Jonathan Neumann: Yeah… It’s a very big question. I don’t think there’s any one answer. A lot of ink has been spilled trying to work that out. I think in the main, part of it is that the liberal parties tended to be the most friendly towards the Jews in Europe, in the last couple of hundred years. So, that said to Jews that actually this is the politics where we feel the most comfortable, and there are things today, issues in America today, where that mentality is still perpetuated. So I’m thinking of the separation between church and state — for Jews coming out of Europe, that was a very big deal because the church was the oppressor. So, if you divorce the church from the state, and make sure that the state is a secular power, then you’ve insulated yourselves from the oppression from the church. So that’s something that liberal Jews carry into today. Interestingly, traditionalists who have the strongest psychological connections to Europe and the Old World are much more comfortable with religion in the public square then liberals are. But there is a basis for that liberal position, and we can’t pretend it comes out of nowhere. Whether the interpretation needs to be so extreme, whether it’s outweighed by issues like religious education, which would do a lot to stem the tide of assimilation in the Jewish community, it’s probably outweighed by things like that. And they should rethink their opposition, but again it’s not coming out of nowhere. So that would be one part of it, that I think that the liberal parties are where the Jews started to feel the most comfortable, and that the status quo for Jews for a long time, particularly in Europe and Russia, was very unfriendly. So, the way to overcome that… Was revolution, and the kind of revolution were ones where you toppled the monarchy or the aristocracy, and you replace them with government where — the government that was accessible to everyone, so more liberal government, or more socialistic government or Communist government and so on. So I think those are the sorts of historical trends that kind of fed into those things.

Also, when it comes to the State of Israel, a lot of nation-building — and even in this country, in particular, in the North before the Civil War — that-nation building often relied on more kind of socialistic policies and more kind of government direction and involvement. And the North in this country was kind of protectionist, and the South didn’t like that. So you kind of see that everywhere. You see that with the modern Tiger economies in Asia as well. So I think that’s kind of a universal. And then as a society has become more affluent, the trick is to open up kind of economically, but that… That’s a kind of a separate question from Judaism, and where the religion is at. I think there’s a lot more depth, and complexity and a multi-layeredness, to Judaism, to be able to pick out one ideology, and say that’s what’s going on there.

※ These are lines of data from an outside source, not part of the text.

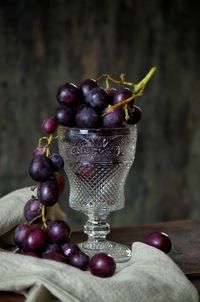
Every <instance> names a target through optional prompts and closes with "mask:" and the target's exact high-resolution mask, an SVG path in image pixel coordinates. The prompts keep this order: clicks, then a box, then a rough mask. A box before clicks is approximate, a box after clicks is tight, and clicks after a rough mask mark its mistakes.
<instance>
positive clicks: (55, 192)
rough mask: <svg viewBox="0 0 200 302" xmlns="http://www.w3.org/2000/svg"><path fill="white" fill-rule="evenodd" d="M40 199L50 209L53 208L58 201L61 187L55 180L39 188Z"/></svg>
mask: <svg viewBox="0 0 200 302" xmlns="http://www.w3.org/2000/svg"><path fill="white" fill-rule="evenodd" d="M37 193H38V198H39V200H40V202H41V203H42V204H43V205H45V206H48V207H52V206H53V205H54V204H56V202H57V201H58V197H59V193H60V192H59V187H58V184H57V182H56V181H55V180H53V179H51V180H48V181H46V182H43V183H41V184H40V185H39V186H38V191H37Z"/></svg>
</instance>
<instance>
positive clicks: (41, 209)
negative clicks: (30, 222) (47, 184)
mask: <svg viewBox="0 0 200 302" xmlns="http://www.w3.org/2000/svg"><path fill="white" fill-rule="evenodd" d="M41 214H42V208H41V203H40V201H39V200H38V199H37V198H35V197H32V198H31V199H30V200H28V201H27V203H26V204H25V206H24V217H25V219H26V220H27V221H28V222H31V221H32V220H33V219H34V218H36V217H38V216H41Z"/></svg>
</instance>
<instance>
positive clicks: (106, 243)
mask: <svg viewBox="0 0 200 302" xmlns="http://www.w3.org/2000/svg"><path fill="white" fill-rule="evenodd" d="M78 246H79V247H80V249H81V250H82V251H83V252H84V253H86V254H87V255H88V256H89V257H92V256H94V255H95V254H97V253H102V252H103V253H106V254H109V255H110V256H112V257H113V258H114V259H115V261H116V262H126V261H128V260H129V259H130V258H131V254H132V253H131V250H130V249H129V248H128V247H127V246H126V245H123V244H120V243H117V242H113V241H107V240H106V241H101V242H90V241H85V242H81V243H79V244H78Z"/></svg>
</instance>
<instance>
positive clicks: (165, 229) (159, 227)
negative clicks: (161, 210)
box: [0, 220, 200, 302]
mask: <svg viewBox="0 0 200 302" xmlns="http://www.w3.org/2000/svg"><path fill="white" fill-rule="evenodd" d="M153 231H162V232H165V233H167V234H168V235H169V236H170V238H171V240H172V243H173V248H172V250H171V252H170V253H169V256H170V257H171V258H172V259H173V260H174V261H175V262H176V263H177V265H178V266H179V267H180V268H181V269H182V270H183V272H184V274H185V275H186V276H187V277H188V278H189V279H190V281H191V282H192V283H193V284H194V286H195V287H196V288H197V289H198V291H199V293H200V220H187V221H186V220H183V221H171V222H165V223H157V224H149V225H134V226H129V227H120V228H113V229H112V231H111V233H110V234H109V236H108V238H109V239H111V240H115V241H117V242H120V243H124V244H127V245H129V246H131V243H132V242H134V241H144V239H145V237H146V236H147V235H148V234H149V233H150V232H153ZM85 238H86V236H85V235H84V234H83V233H82V232H74V233H73V234H72V241H75V242H80V241H82V240H83V239H85ZM0 301H1V302H11V301H12V302H22V301H25V299H24V297H23V296H21V295H17V294H15V293H9V292H0Z"/></svg>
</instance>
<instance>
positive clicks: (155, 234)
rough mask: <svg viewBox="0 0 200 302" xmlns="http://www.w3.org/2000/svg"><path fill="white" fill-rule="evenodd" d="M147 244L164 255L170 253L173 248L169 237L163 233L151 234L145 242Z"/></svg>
mask: <svg viewBox="0 0 200 302" xmlns="http://www.w3.org/2000/svg"><path fill="white" fill-rule="evenodd" d="M145 243H146V244H148V245H151V246H153V247H156V248H158V249H160V250H161V251H163V252H164V253H166V254H167V253H169V251H170V250H171V248H172V243H171V240H170V238H169V236H168V235H167V234H165V233H163V232H153V233H151V234H149V235H148V236H147V238H146V240H145Z"/></svg>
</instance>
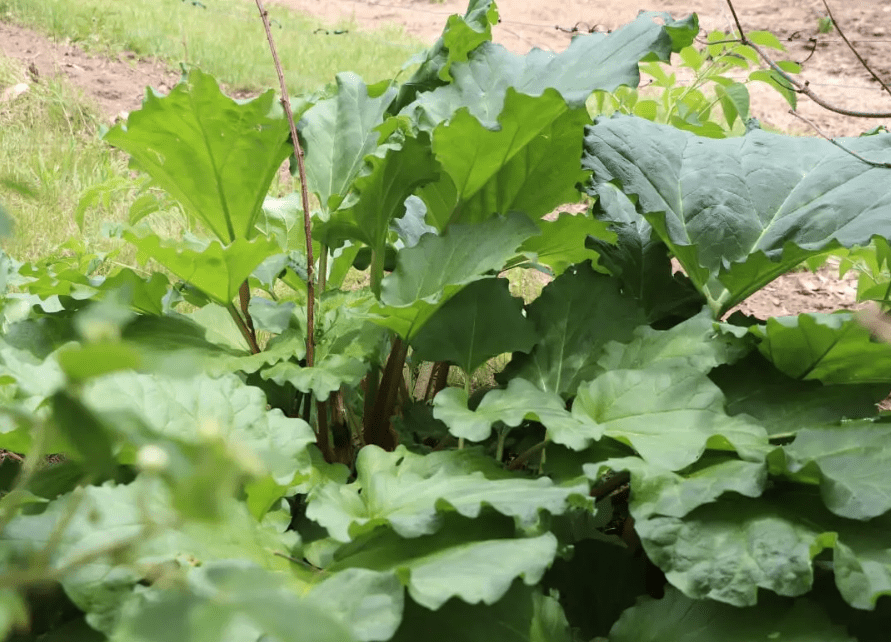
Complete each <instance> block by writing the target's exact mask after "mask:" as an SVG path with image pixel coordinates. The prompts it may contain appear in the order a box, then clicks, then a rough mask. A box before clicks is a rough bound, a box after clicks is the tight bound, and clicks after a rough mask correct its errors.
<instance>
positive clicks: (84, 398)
mask: <svg viewBox="0 0 891 642" xmlns="http://www.w3.org/2000/svg"><path fill="white" fill-rule="evenodd" d="M84 400H85V401H86V403H87V405H88V406H89V407H91V408H93V409H95V410H99V411H104V412H110V411H122V412H131V413H134V414H135V415H136V416H137V417H139V418H140V419H141V420H142V421H143V422H145V423H146V425H148V426H150V427H151V428H152V429H153V430H155V431H156V432H158V433H159V434H161V435H169V436H171V437H174V438H176V439H179V440H183V441H185V442H187V443H199V442H200V441H201V440H202V439H206V437H202V436H201V433H200V431H204V433H205V434H207V433H208V432H210V433H215V434H217V435H219V436H220V437H222V438H224V439H226V440H231V441H232V442H233V445H234V444H237V445H238V447H239V448H242V449H244V450H245V456H247V455H248V453H250V454H251V455H252V456H254V457H257V458H258V459H259V461H260V462H261V465H262V467H263V470H264V471H266V472H268V473H269V474H270V475H271V476H272V477H273V478H274V479H275V480H276V481H277V482H278V483H280V484H289V483H291V482H292V480H293V479H294V476H295V474H296V473H297V472H298V471H303V470H305V469H306V468H307V467H308V466H309V457H308V454H307V452H306V447H307V446H308V445H309V444H310V443H313V442H315V435H314V434H313V432H312V429H311V428H310V427H309V424H307V423H306V422H305V421H303V420H302V419H291V418H288V417H285V416H284V415H283V414H282V413H281V411H280V410H276V409H274V410H268V411H267V410H266V397H265V396H264V394H263V391H261V390H260V389H259V388H255V387H252V386H247V385H245V384H244V383H243V382H242V381H241V379H239V378H238V377H236V376H234V375H228V376H224V377H221V378H219V379H214V378H211V377H209V376H207V375H196V376H194V377H192V378H190V379H177V378H175V377H169V376H162V375H150V374H135V373H119V374H115V375H111V376H108V377H104V378H102V379H97V380H93V381H91V382H89V383H88V384H87V385H86V388H85V390H84Z"/></svg>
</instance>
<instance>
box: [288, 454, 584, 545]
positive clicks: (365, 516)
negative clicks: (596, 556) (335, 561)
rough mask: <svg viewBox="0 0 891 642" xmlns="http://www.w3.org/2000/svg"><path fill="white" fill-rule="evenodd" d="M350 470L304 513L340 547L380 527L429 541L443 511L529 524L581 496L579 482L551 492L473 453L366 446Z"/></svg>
mask: <svg viewBox="0 0 891 642" xmlns="http://www.w3.org/2000/svg"><path fill="white" fill-rule="evenodd" d="M356 469H357V473H358V478H357V479H356V481H355V482H354V483H352V484H349V485H346V486H344V485H342V484H337V483H334V482H330V483H325V484H323V485H321V486H319V487H317V488H315V489H314V490H313V491H312V493H311V495H310V498H309V506H308V508H307V512H306V514H307V517H309V518H311V519H313V520H315V521H316V522H318V523H320V524H321V525H322V526H324V527H325V528H327V529H328V532H329V533H331V535H332V537H334V538H335V539H338V540H340V541H344V542H346V541H349V540H351V539H354V538H356V537H357V536H359V535H360V534H362V533H364V532H367V531H369V530H371V529H373V528H375V527H376V526H378V525H380V524H384V523H388V524H390V526H391V527H392V528H393V530H394V531H395V532H396V533H398V534H399V535H400V536H402V537H406V538H414V537H420V536H422V535H429V534H431V533H435V532H437V531H438V530H439V529H440V528H441V526H442V524H443V517H442V515H441V513H443V512H447V511H455V512H457V513H458V514H460V515H462V516H464V517H469V518H476V517H478V516H479V515H480V511H481V510H482V508H483V506H490V507H492V508H493V509H494V510H496V511H498V512H499V513H501V514H503V515H509V516H511V517H515V518H517V519H519V520H520V521H521V522H524V523H532V522H534V521H535V520H536V519H537V517H538V514H539V512H540V511H548V512H549V513H552V514H559V513H562V512H563V511H565V510H566V508H567V501H568V499H569V497H570V496H571V495H573V494H577V493H582V494H584V493H585V492H586V491H587V486H586V485H584V484H583V485H576V486H575V487H557V486H554V484H553V483H552V482H551V481H550V480H549V479H546V478H544V477H540V478H538V479H534V480H533V479H522V478H519V477H516V476H512V475H510V474H508V473H504V472H502V471H499V470H498V469H497V468H495V467H493V466H491V465H489V464H488V462H486V460H485V459H484V458H482V457H481V456H480V455H479V454H478V453H475V452H473V451H450V452H435V453H430V454H428V455H416V454H414V453H411V452H409V451H408V450H406V449H405V448H404V447H400V448H397V450H396V451H395V452H392V453H388V452H386V451H384V450H381V449H380V448H378V447H376V446H366V447H365V448H363V449H362V450H361V451H359V456H358V458H357V460H356Z"/></svg>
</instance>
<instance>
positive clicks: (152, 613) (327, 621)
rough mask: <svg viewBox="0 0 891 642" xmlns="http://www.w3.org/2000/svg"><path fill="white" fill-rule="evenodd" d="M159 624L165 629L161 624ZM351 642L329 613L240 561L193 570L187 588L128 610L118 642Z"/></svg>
mask: <svg viewBox="0 0 891 642" xmlns="http://www.w3.org/2000/svg"><path fill="white" fill-rule="evenodd" d="M161 622H163V626H159V623H161ZM264 638H270V639H275V640H280V641H281V642H352V641H353V640H355V639H356V638H355V637H354V636H353V635H352V634H351V632H350V630H349V628H348V627H347V626H346V625H344V624H341V623H340V622H338V620H336V619H335V618H334V617H332V615H331V613H330V612H328V611H327V609H325V608H323V607H321V606H320V605H317V604H315V603H312V602H310V601H309V600H302V599H300V597H299V596H298V595H297V594H296V593H295V592H294V590H293V589H292V588H291V587H290V586H288V583H287V582H286V580H285V579H284V578H283V577H282V576H281V575H275V574H272V573H269V572H268V571H266V570H264V569H261V568H259V567H257V566H255V565H253V564H249V563H246V562H244V561H240V560H237V561H225V562H221V561H215V562H211V563H208V564H204V565H202V566H201V567H199V568H196V569H192V570H191V571H190V572H189V574H188V582H187V583H186V586H181V585H180V586H170V587H163V588H161V587H158V588H153V589H151V590H150V591H149V592H147V593H146V594H143V595H140V596H138V597H136V598H135V599H134V600H133V601H132V602H130V603H129V604H128V605H127V609H126V611H125V615H124V617H123V618H122V621H121V623H120V625H119V626H118V628H117V629H116V630H115V633H114V639H115V640H120V641H121V642H162V641H166V640H171V639H176V640H194V641H195V642H217V641H219V640H232V641H233V642H252V641H254V640H259V639H264Z"/></svg>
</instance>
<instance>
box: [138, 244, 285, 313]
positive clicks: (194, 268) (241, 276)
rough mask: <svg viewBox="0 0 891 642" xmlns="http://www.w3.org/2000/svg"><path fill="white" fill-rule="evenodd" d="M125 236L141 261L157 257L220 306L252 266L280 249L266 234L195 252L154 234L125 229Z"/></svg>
mask: <svg viewBox="0 0 891 642" xmlns="http://www.w3.org/2000/svg"><path fill="white" fill-rule="evenodd" d="M125 236H126V237H127V240H129V241H130V242H131V243H133V245H135V246H136V247H137V249H138V250H139V253H138V255H137V258H138V260H139V261H140V262H141V263H145V262H146V260H147V259H150V258H151V259H154V260H156V261H157V262H158V263H160V264H161V265H163V266H164V267H166V268H167V269H168V270H170V271H171V272H173V273H174V274H175V275H176V276H178V277H179V278H181V279H182V280H184V281H187V282H189V283H191V284H192V285H194V286H195V287H196V288H198V289H199V290H201V291H202V292H203V293H204V294H206V295H207V296H208V297H210V298H211V299H213V300H214V301H216V302H217V303H219V304H221V305H227V304H229V303H230V302H231V301H232V299H233V298H235V295H236V294H238V288H239V287H241V284H242V283H244V281H245V279H247V278H248V277H249V276H250V275H251V272H253V271H254V268H256V267H257V266H258V265H260V264H261V263H262V262H263V261H264V260H265V259H266V258H267V257H269V256H272V255H273V254H278V253H279V251H280V249H279V246H278V244H277V243H276V242H275V241H274V240H270V239H268V238H265V237H257V238H255V239H252V240H247V239H245V238H239V239H237V240H235V241H234V242H232V243H231V244H229V245H226V246H222V245H220V244H219V243H217V242H216V241H214V242H212V243H210V244H209V245H208V246H207V247H206V248H204V249H203V250H201V251H197V250H195V249H192V248H191V247H189V246H187V245H186V244H180V243H171V242H165V241H162V240H161V238H160V237H158V236H156V235H154V234H150V235H147V236H142V237H140V236H136V235H135V234H132V233H129V232H128V233H126V234H125Z"/></svg>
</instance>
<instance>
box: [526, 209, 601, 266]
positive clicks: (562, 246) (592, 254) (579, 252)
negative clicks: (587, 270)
mask: <svg viewBox="0 0 891 642" xmlns="http://www.w3.org/2000/svg"><path fill="white" fill-rule="evenodd" d="M538 227H539V228H540V229H541V236H533V237H532V238H530V239H528V240H527V241H526V242H525V243H523V246H522V247H521V248H520V252H522V253H523V254H525V255H527V256H529V257H530V259H531V260H532V261H534V262H535V263H536V264H539V265H546V266H548V267H549V268H550V269H551V272H552V274H553V275H554V276H560V275H561V274H563V273H564V272H565V271H566V269H567V268H568V267H569V266H570V265H574V264H576V263H582V262H583V261H588V260H596V259H597V256H598V254H597V252H595V251H594V250H591V249H588V248H587V247H586V239H587V238H588V237H589V236H593V237H595V238H599V239H603V240H604V241H607V242H608V241H615V239H616V235H615V234H614V233H612V232H610V231H609V230H608V229H607V226H606V224H605V223H603V222H601V221H598V220H597V219H594V218H591V216H590V215H587V214H578V215H574V214H571V213H569V212H561V213H560V214H559V215H558V217H557V220H555V221H548V220H545V219H540V220H539V221H538Z"/></svg>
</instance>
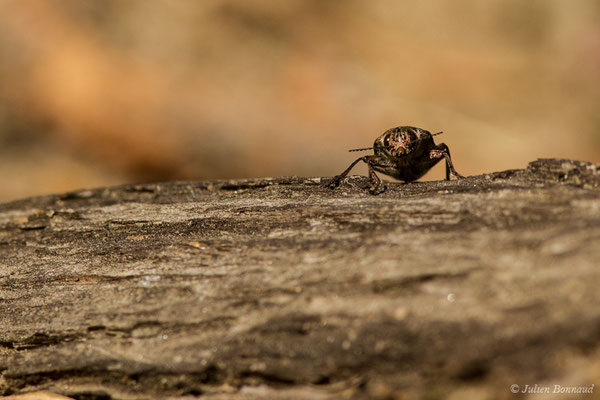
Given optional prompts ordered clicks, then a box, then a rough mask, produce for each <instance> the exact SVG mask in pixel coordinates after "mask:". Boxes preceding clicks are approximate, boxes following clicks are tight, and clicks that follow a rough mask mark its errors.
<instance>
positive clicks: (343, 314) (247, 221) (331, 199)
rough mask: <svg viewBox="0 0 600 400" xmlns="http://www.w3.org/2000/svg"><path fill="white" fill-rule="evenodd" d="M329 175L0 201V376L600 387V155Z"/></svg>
mask: <svg viewBox="0 0 600 400" xmlns="http://www.w3.org/2000/svg"><path fill="white" fill-rule="evenodd" d="M324 181H325V180H324V179H321V178H273V179H271V178H269V179H255V180H237V181H219V182H171V183H159V184H143V185H127V186H120V187H111V188H100V189H93V190H81V191H76V192H71V193H66V194H61V195H52V196H44V197H37V198H30V199H24V200H20V201H15V202H11V203H6V204H2V205H0V327H1V329H0V394H3V395H11V394H13V395H14V394H18V393H23V392H28V391H35V390H45V391H50V392H54V393H59V394H62V395H66V396H69V397H72V398H76V399H105V400H107V399H126V398H127V399H137V398H140V399H141V398H144V399H165V398H195V397H200V398H207V399H254V398H272V399H297V398H307V399H308V398H310V399H338V398H358V399H362V398H373V399H390V398H391V399H394V398H423V397H425V398H433V399H435V398H447V397H450V398H456V399H480V398H506V399H514V398H515V395H514V394H512V393H511V385H518V390H519V391H523V390H527V388H528V387H529V389H530V390H533V386H534V385H536V384H537V385H538V386H539V388H541V389H543V388H545V387H548V388H549V390H550V391H552V390H554V389H555V386H554V385H561V387H577V388H581V387H584V388H589V387H592V385H595V388H594V387H592V390H593V392H594V393H593V394H586V395H581V396H588V397H585V398H593V396H598V393H599V392H600V387H599V386H600V361H599V360H600V347H599V344H600V166H598V165H594V164H590V163H585V162H579V161H570V160H555V159H543V160H537V161H534V162H532V163H530V164H529V166H528V167H527V168H526V169H524V170H510V171H503V172H496V173H490V174H486V175H480V176H472V177H468V178H465V179H462V180H458V181H436V182H416V183H411V184H403V183H390V182H388V183H387V186H388V190H387V191H386V192H385V193H383V194H382V195H379V196H372V195H370V194H368V191H367V188H368V181H367V178H365V177H357V176H352V177H350V178H348V179H347V180H346V181H345V182H344V183H342V185H341V186H340V187H339V188H338V189H336V190H335V191H332V190H329V189H327V188H325V187H323V186H322V182H324ZM526 385H529V386H526ZM515 388H516V387H514V386H513V387H512V389H513V390H515ZM541 396H542V397H543V396H544V395H543V394H542V395H541ZM547 396H551V395H547ZM552 398H554V397H552Z"/></svg>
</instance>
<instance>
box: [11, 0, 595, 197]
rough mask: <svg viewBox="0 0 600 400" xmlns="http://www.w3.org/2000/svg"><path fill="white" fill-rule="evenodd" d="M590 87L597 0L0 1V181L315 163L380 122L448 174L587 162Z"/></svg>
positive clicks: (40, 191) (591, 78)
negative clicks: (449, 154) (436, 158)
mask: <svg viewBox="0 0 600 400" xmlns="http://www.w3.org/2000/svg"><path fill="white" fill-rule="evenodd" d="M599 105H600V3H598V1H597V0H580V1H576V2H572V1H564V0H528V1H522V0H488V1H485V2H482V1H479V0H452V1H450V0H429V1H426V2H414V1H397V0H379V1H375V2H368V1H362V0H347V1H337V0H286V1H272V0H271V1H267V0H254V1H247V0H221V1H193V0H187V1H184V0H178V1H168V0H128V1H121V0H104V1H79V0H61V1H52V0H37V1H36V0H2V1H1V2H0V176H1V177H2V181H1V187H0V201H4V200H10V199H14V198H18V197H24V196H29V195H35V194H44V193H49V192H57V191H64V190H70V189H76V188H83V187H94V186H99V185H106V184H117V183H123V182H140V181H157V180H173V179H212V178H238V177H257V176H278V175H310V176H327V175H329V176H332V175H335V174H337V173H339V172H341V171H342V170H343V169H344V168H345V167H346V166H347V164H348V163H349V162H350V161H352V160H353V159H354V158H355V157H356V156H357V155H356V153H354V154H350V153H347V152H346V150H347V149H349V148H355V147H366V146H370V145H371V144H372V142H373V139H374V138H375V137H376V136H378V135H379V134H380V133H381V132H383V131H384V130H386V129H388V128H390V127H393V126H396V125H415V126H419V127H422V128H425V129H429V130H431V131H439V130H443V131H444V132H445V133H444V135H443V136H440V137H439V141H444V142H445V143H446V144H448V145H449V146H450V148H451V150H452V155H453V158H454V161H455V165H456V167H457V169H458V171H459V172H461V173H462V174H477V173H483V172H487V171H493V170H501V169H509V168H522V167H524V166H525V165H526V163H527V162H528V161H530V160H533V159H535V158H538V157H564V158H575V159H581V160H587V161H595V162H599V161H600V112H599V111H600V107H599ZM362 168H364V167H362ZM443 171H444V169H443V166H442V165H441V164H440V165H439V166H437V167H436V168H435V169H434V170H433V171H432V172H430V173H429V174H428V175H427V176H426V177H425V178H424V179H441V178H442V176H443ZM362 172H364V171H363V170H361V169H358V168H357V170H356V173H362Z"/></svg>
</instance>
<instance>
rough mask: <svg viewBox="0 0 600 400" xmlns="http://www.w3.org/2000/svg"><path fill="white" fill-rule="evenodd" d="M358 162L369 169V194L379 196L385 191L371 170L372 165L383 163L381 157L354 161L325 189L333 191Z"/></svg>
mask: <svg viewBox="0 0 600 400" xmlns="http://www.w3.org/2000/svg"><path fill="white" fill-rule="evenodd" d="M359 161H362V162H364V163H365V164H367V167H368V168H369V180H370V182H371V187H370V188H369V192H371V193H372V194H379V193H382V192H383V191H385V185H383V184H382V183H381V179H379V177H378V176H377V174H375V170H374V169H373V165H379V164H380V163H382V162H383V160H381V157H379V156H364V157H360V158H358V159H356V160H354V162H353V163H352V164H350V166H349V167H348V168H346V170H345V171H344V172H342V173H341V174H339V175H337V176H334V177H333V179H332V180H331V181H329V182H327V184H326V185H327V187H329V188H330V189H335V188H336V187H338V186H339V185H340V183H341V182H342V180H343V179H344V178H345V177H346V176H347V175H348V173H349V172H350V170H351V169H352V168H354V166H355V165H356V164H358V162H359Z"/></svg>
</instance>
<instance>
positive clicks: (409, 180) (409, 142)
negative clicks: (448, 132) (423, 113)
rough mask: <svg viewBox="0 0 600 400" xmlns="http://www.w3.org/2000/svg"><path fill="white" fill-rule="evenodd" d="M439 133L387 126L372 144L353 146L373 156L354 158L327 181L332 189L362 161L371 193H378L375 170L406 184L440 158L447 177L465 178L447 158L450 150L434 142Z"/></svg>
mask: <svg viewBox="0 0 600 400" xmlns="http://www.w3.org/2000/svg"><path fill="white" fill-rule="evenodd" d="M441 133H442V132H438V133H434V134H432V133H431V132H429V131H426V130H425V129H421V128H415V127H414V126H398V127H395V128H392V129H388V130H387V131H385V132H384V133H383V134H382V135H381V136H379V137H378V138H377V139H375V142H374V143H373V147H366V148H362V149H353V150H349V151H363V150H371V149H373V152H374V153H375V154H374V155H370V156H364V157H360V158H358V159H356V160H355V161H354V162H353V163H352V164H350V166H349V167H348V168H346V170H345V171H344V172H342V173H341V174H339V175H337V176H335V177H334V178H333V179H332V180H330V181H329V182H327V183H326V186H327V187H329V188H330V189H335V188H336V187H338V186H339V185H340V183H341V182H342V180H343V179H344V178H345V177H346V175H348V173H349V172H350V170H351V169H352V168H353V167H354V166H355V165H356V164H358V162H359V161H363V162H364V163H366V164H367V167H368V168H369V181H370V183H371V186H370V188H369V192H370V193H371V194H380V193H383V192H384V191H385V190H386V187H385V185H384V184H383V183H382V182H381V179H379V177H378V176H377V174H375V171H378V172H381V173H384V174H386V175H389V176H391V177H393V178H396V179H399V180H401V181H404V182H406V183H408V182H412V181H415V180H417V179H419V178H420V177H422V176H423V175H425V173H426V172H427V171H429V170H430V169H431V168H432V167H433V166H434V165H436V164H437V163H438V162H439V161H440V160H442V159H445V160H446V179H447V180H450V176H453V177H455V178H456V179H460V178H464V176H462V175H461V174H459V173H458V172H456V169H454V165H453V164H452V158H450V149H449V148H448V146H446V144H445V143H440V144H437V145H436V144H435V143H434V141H433V137H434V136H436V135H440V134H441Z"/></svg>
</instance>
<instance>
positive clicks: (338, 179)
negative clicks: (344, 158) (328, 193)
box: [325, 156, 367, 190]
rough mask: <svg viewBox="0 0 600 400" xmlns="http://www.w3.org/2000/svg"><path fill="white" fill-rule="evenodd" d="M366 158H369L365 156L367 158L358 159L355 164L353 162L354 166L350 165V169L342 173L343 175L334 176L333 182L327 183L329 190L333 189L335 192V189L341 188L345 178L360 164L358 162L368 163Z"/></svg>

Interestingly, the critics of the book have claimed that, “Oh, he’s just saying that Judaism is not liberal, so that you can say that it’s conservative.” And as you know, I don’t make that argument in the book. I don’t think that Judaism can be reduced to that, and I think it’s kind of very telling because people who take their faith seriously — that’s whether it’s Judaism, or Christianity or any other faith — they don’t want to make it a handmaiden to their politics. The religion, faith and G-d community come first, and the politics are a means to achieving those goals. Whereas, for the tikkun olam movement, politics is the end. That is their religion, and some have even said that tikkun olam has become their G-d. So it’s very telling that they think that that’s what’s going on in my head. It’s more a feeling about what’s going on in theirs.